For over two decades, Blonde Redhead have made a career of channeling their experiments into music that's different than what came before, yet unmistakably theirs.
Penny Sparkle's hushed electronics -- an equal and opposite reaction to 23's maximalist shoegaze -- made for an album that felt like a dream that couldn't quite be recalled upon waking.
But instead of turning up the volume again, Barragán barely rises above a whisper.
With the help of producer/engineer Drew Brown, Kazu Makino and brothers Simone and Amadeo Pace explore a stripped-down sound that's something of a risk, considering that the band's other reinventions focused on dense sonics.
Though the band's ninth album is often quiet, it's never muted.
Barragán's songs have more spark than Penny Sparkle, and their nakedness is just as thrilling as the lavishness of previous peaks like 23 and Misery Is a Butterfly.
"Dripping"'s fragmented beats and synths coalesce into dreamy yet propulsive electro-pop that lets its silences be just as vital and beautiful as the music itself.
Meanwhile, "No More Honey" focuses on Makino's alternately caressing and aloof vocals and elastic guitars -- which convey all of shoegaze's psychedelic sensuality with half the distortion -- with such hip-swaying confidence that it suggests Blonde Redhead's surreal touches are arguably even more stunning when they're laid bare.
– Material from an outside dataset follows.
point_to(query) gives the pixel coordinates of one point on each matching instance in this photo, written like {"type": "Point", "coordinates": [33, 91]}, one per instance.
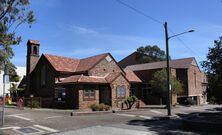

The album's motifs reveal themselves gradually: the title track drifts in on acoustic guitar, harpsichord, and flutes, casting a fairytale spell that feels radical and timeless; "Mind to Be Had" sets a winding, quintessentially Blonde Redhead melody to an unhurried motorik rhythm; and the wounded, wondering "Defeatist Anthem (Harry and I)" puts it all together to transporting effect.
Thanks to the minimalist production values, Makino's one-of-a-kind voice is even more central on Barragán, most strikingly on the coyly sexy "Cat on Tin Roof," where her teasing vocals dance over some of the album's most powerfully spare instrumentation.
Even in this incarnation, the band still conveys the highs and lows of (likely) star-crossed love like few others; airy chamber folk pieces like "The One I Love," "Penultimo," and "Lady M" all reflect the flowing beauty of their best work since the early 2000s.
Just as poetic, mysterious, and bewitching as Blonde Redhead's more baroque albums, Barragán is a quietly audacious set of songs that ranks among the band's finest music.